The Libraries Of Keio University In Tokyo And Yokohama 

Futoshi Ogo
"Independent Scholar", Okayama, Japan

To celebrate the 50th anniversary of the establishment of Keio University (1858- ) on the Mita campus in Tokyo, a new library (1908-12) in the Gothic style was designed by Sone Tatsuzō (1853-1937) and Chūjō Seiichirō (1868-1936). Designed by Maki Fumihiko (1928- ), another new library was completed in 1981 on the same campus. Its site was formerly occupied by a makeshift wooden building, constructed in the postwar period.

A buttressed exterior of the library by Sone- Chūjō (old library) is covered with red bricks and light-gray granite. Clad in salmon-pink tiles, an exterior of the library by Maki (new library) is composed of a square module of 8 meters with an increment of two floors. Facing each other, these buildings retain a datum line, which is shared with the administration building (Jukukan-kyoku; 1925-26 by Sone-Chūjō), located between the libraries and equally distanced from each library. Cornice lines of the old library and Jukukan-kyoku run as the datum line (16 meters high), which extends to the fourth-floor- roof level of the new library. Rising from here, a setback of its north façade visually helps assimilate to volumes of the old library and Jukukan-kyoku. A U-shaped square surrounded by these three structures symbolizes the long history of the institution. Due to exiguous area of the campus, upper components of the other three façades of the new library are also set back in order to alleviate crammed space caused by adjacent buildings.
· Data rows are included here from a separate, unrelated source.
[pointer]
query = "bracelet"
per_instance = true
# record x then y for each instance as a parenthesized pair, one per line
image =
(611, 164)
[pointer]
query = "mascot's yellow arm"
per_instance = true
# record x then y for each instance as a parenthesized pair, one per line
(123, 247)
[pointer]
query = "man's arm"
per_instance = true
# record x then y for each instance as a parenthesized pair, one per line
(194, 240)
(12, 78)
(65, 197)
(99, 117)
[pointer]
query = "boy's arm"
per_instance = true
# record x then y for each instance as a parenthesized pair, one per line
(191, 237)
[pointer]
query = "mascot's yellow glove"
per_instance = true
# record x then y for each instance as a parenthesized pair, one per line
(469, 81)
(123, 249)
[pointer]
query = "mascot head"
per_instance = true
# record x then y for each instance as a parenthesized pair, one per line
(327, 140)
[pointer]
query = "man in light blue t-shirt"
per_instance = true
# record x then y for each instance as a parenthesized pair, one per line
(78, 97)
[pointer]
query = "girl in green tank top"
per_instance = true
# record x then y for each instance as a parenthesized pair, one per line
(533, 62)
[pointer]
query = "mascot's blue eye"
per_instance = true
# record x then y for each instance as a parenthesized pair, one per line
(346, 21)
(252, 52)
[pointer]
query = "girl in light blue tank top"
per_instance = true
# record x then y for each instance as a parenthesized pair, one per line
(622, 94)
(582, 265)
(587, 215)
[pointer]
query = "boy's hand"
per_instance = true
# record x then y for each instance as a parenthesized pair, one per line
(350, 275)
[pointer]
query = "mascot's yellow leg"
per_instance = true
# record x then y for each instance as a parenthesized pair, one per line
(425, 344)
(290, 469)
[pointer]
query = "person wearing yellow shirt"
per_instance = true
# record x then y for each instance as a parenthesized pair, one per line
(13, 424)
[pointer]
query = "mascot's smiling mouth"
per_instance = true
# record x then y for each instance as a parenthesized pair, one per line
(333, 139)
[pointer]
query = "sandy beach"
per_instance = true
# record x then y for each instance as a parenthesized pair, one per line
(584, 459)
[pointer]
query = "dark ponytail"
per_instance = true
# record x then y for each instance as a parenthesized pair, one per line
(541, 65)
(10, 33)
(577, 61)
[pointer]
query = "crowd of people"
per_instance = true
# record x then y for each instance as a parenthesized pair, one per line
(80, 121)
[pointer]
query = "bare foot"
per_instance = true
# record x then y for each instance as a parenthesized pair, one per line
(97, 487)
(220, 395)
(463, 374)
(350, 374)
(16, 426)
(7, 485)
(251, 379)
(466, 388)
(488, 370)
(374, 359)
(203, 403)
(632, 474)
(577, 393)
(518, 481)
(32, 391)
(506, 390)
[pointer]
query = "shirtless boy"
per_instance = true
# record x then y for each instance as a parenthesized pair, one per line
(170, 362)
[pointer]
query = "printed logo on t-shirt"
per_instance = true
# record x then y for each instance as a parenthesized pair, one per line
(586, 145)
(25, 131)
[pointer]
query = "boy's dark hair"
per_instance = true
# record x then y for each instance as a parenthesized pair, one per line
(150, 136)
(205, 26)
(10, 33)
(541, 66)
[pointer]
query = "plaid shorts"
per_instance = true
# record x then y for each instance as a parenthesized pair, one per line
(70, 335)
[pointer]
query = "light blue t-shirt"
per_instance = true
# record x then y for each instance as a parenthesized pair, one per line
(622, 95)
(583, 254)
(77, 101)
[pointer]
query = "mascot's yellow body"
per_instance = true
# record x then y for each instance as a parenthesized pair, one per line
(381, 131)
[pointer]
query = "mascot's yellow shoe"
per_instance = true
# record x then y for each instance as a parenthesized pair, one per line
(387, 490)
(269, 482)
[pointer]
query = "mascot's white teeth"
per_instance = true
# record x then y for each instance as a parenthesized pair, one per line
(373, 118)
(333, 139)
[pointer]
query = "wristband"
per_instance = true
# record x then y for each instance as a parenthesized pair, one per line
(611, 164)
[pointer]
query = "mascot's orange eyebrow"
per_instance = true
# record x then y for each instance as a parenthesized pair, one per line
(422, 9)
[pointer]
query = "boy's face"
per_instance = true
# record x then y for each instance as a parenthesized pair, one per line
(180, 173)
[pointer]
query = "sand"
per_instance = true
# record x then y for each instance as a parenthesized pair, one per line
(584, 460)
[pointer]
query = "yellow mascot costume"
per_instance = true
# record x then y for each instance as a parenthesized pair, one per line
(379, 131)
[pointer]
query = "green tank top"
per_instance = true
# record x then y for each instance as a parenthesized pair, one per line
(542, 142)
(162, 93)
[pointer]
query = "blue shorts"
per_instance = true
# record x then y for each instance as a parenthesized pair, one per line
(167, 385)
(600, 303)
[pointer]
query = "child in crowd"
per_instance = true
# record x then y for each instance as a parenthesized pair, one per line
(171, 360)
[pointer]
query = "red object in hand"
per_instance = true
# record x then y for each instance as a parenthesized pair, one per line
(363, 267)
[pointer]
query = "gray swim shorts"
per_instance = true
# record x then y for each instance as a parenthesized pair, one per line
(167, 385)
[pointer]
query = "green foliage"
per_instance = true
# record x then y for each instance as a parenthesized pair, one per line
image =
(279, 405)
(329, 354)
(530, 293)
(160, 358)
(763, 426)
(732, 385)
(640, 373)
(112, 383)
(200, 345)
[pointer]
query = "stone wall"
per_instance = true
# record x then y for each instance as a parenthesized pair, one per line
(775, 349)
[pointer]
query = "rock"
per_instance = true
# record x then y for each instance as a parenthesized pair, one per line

In 1982, Maki renovated the interior of the old library, where enduring sustainability has been embodied with modernity. This paper, thereby, explores architectonic and cultural dialogue between the old and new libraries and analyzes individual development in Maki's subsequent library (1985) on the Hiyoshi campus in Yokohama, constructed to celebrate the 125th anniversary of the founding of Keio.